Sans rien ôter au devoir de charité envers les indigents, auprès desquels les
disciples devront toujours se dévouer – « Des pauvres, vous en aurez
toujours avec vous » (Mt 26, 11; Mc 14, 7; cf. Jn 12,
8) –, Jésus pense à l'événement imminent de sa mort et de sa sépulture, et il
voit dans l'onction qui vient de lui être donnée une anticipation de l'honneur
dont son corps continuera à être digne même après sa mort, car il est
indissolublement lié au mystère de sa personne.
Dans les Évangiles synoptiques, le récit se poursuit avec l'ordre
que donne Jésus à ses disciples de préparer minutieusement la « grande
salle » nécessaire pour prendre le repas pascal (cf.
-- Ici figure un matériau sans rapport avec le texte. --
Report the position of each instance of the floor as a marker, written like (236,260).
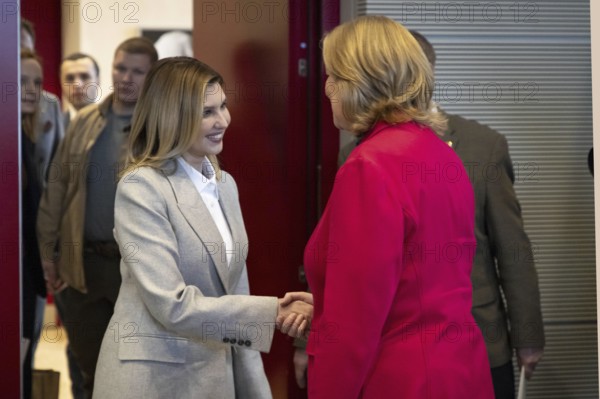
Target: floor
(50,353)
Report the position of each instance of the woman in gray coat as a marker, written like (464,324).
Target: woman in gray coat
(185,325)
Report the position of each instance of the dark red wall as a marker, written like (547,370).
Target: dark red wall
(46,17)
(9,204)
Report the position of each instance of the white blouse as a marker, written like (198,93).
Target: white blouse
(206,184)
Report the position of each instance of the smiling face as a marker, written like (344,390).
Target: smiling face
(31,85)
(79,82)
(215,120)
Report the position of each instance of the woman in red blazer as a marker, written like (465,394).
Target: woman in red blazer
(389,263)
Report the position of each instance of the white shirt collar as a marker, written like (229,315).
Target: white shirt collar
(205,181)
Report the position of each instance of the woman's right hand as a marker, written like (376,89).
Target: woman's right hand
(298,296)
(294,317)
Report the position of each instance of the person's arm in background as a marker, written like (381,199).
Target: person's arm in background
(515,260)
(52,207)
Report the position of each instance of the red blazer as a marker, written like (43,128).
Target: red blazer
(389,266)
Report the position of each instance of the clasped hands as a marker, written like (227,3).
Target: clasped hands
(294,314)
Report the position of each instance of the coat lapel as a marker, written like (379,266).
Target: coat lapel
(198,216)
(231,210)
(450,136)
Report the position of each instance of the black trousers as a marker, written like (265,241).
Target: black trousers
(503,378)
(86,316)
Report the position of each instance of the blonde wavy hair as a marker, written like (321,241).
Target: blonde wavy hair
(168,114)
(380,74)
(29,121)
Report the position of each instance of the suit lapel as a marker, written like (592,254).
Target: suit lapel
(229,204)
(199,218)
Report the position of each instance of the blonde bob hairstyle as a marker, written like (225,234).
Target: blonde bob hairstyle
(30,121)
(168,114)
(380,73)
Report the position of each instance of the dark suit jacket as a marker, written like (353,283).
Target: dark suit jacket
(504,258)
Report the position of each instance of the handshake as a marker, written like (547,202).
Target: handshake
(294,314)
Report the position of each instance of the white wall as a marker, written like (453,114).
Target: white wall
(98,27)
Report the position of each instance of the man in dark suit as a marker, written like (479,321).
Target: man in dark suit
(503,265)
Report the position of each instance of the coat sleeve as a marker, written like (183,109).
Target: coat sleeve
(514,252)
(150,254)
(362,269)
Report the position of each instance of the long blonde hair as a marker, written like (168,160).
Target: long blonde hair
(380,73)
(168,114)
(29,122)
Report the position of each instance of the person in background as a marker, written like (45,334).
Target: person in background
(194,330)
(80,82)
(37,145)
(392,309)
(504,258)
(79,78)
(76,216)
(504,261)
(174,43)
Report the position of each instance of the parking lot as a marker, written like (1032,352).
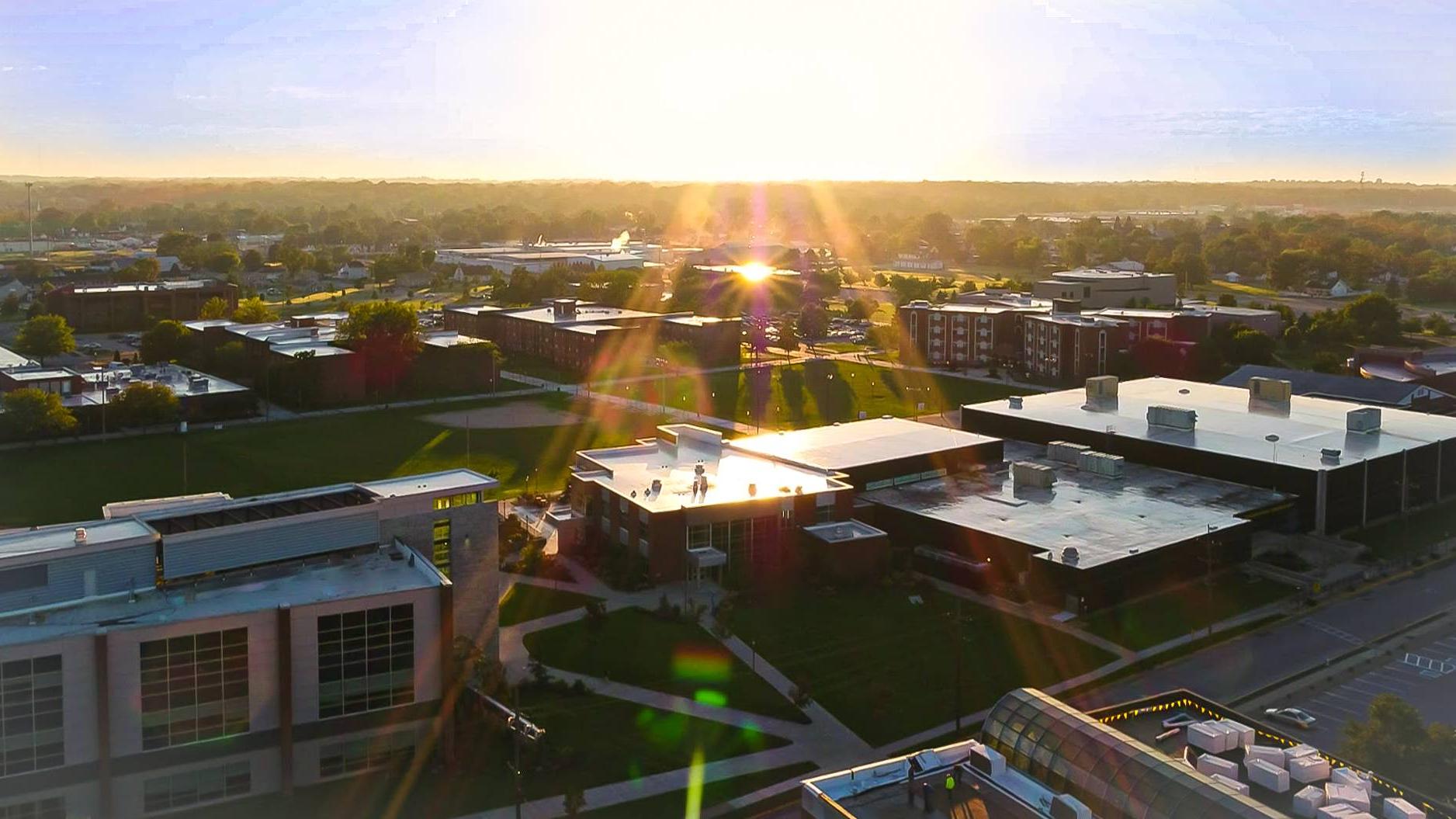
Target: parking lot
(1423,674)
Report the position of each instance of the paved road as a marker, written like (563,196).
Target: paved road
(1238,666)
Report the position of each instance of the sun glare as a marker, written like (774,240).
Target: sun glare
(754,272)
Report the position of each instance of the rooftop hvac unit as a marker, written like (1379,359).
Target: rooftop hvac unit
(1028,474)
(1101,387)
(1173,417)
(1101,463)
(1270,390)
(1066,452)
(1363,420)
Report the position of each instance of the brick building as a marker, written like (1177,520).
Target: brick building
(574,334)
(136,307)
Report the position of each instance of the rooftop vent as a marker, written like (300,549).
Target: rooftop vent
(1173,417)
(1270,390)
(1028,474)
(1363,420)
(1101,387)
(1065,452)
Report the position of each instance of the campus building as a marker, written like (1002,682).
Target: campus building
(695,506)
(1346,465)
(181,652)
(136,307)
(1110,287)
(1170,755)
(89,392)
(1070,526)
(575,335)
(1066,347)
(965,334)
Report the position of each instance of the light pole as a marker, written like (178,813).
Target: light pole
(29,220)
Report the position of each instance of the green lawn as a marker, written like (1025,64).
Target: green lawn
(641,649)
(1156,618)
(886,666)
(670,805)
(811,394)
(50,484)
(525,602)
(590,741)
(1411,536)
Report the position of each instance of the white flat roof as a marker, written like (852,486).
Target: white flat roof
(859,443)
(673,460)
(430,484)
(1229,423)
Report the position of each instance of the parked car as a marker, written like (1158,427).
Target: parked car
(1291,716)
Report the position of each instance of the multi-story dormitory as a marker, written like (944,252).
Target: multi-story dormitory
(184,652)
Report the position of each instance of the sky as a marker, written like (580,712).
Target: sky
(741,89)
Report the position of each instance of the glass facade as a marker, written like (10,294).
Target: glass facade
(53,807)
(31,734)
(194,688)
(1111,772)
(196,787)
(366,661)
(362,754)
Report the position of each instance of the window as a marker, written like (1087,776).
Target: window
(31,732)
(463,498)
(366,661)
(194,688)
(442,546)
(196,787)
(53,807)
(366,752)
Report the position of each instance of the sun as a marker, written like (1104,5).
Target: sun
(754,272)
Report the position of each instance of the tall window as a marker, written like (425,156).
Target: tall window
(450,501)
(53,807)
(366,752)
(366,661)
(194,688)
(442,546)
(196,787)
(31,732)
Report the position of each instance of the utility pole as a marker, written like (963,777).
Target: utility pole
(29,219)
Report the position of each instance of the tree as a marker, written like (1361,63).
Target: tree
(814,322)
(166,342)
(387,334)
(252,311)
(44,335)
(788,337)
(33,413)
(224,261)
(214,308)
(144,404)
(140,270)
(1394,737)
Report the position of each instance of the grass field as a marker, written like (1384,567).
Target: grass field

Mc 14, 15;
Lc 22, 12) et avec le récit de l'institution de l'Eucharistie. Faisant
entrevoir au moins en partie le cadre des rites juifs qui structurent le repas
pascal jusqu'au chant du Hallel (cf. Mt 26, 30; Mc 14, 26), le
récit propose de façon aussi concise que solennelle, même dans les variantes
des différentes traditions, les paroles prononcées par le Christ sur le pain et
sur le vin, qu'il assume comme expressions concrètes de son corps livré et de
son sang versé. Tous ces détails sont rappelés par les Évangélistes à la
lumière d'une pratique de la « fraction du pain » désormais affermie
dans l'Église primitive. Mais assurément, à partir de l'histoire vécue par
Jésus, l'événement du Jeudi saint porte de manière visible les traits d'une
« sensibilité » liturgique modelée sur la tradition vétéro-testamentaire
et prête à se remodeler dans la célébration chrétienne en harmonie avec le
nouveau contenu de la Pâque.
48. Comme la femme de l'onction à Béthanie, l'Église n'a pas
craint de « gaspiller », plaçant le meilleur de ses ressources
pour exprimer son admiration et son adoration face au don incommensurable de
l'Eucharistie. De même que les premiers disciples chargés de préparer la
« grande salle », elle s'est sentie poussée, au cours des siècles et
dans la succession des cultures, à célébrer l'Eucharistie dans un contexte
digne d'un si grand Mystère. La liturgie chrétienne est née dans le
sillage des paroles et des gestes de Jésus, développant l'héritage rituel du
judaïsme. Et en effet, comment pourrait- on jamais exprimer de manière adéquate
l'accueil du don que l'Époux divin fait continuellement de lui-même à
l'Église-Épouse, en mettant à la portée des générations successives de croyants
le Sacrifice offert une fois pour toutes sur la Croix et en se faisant
nourriture pour tous les fidèles? Si la logique du « banquet »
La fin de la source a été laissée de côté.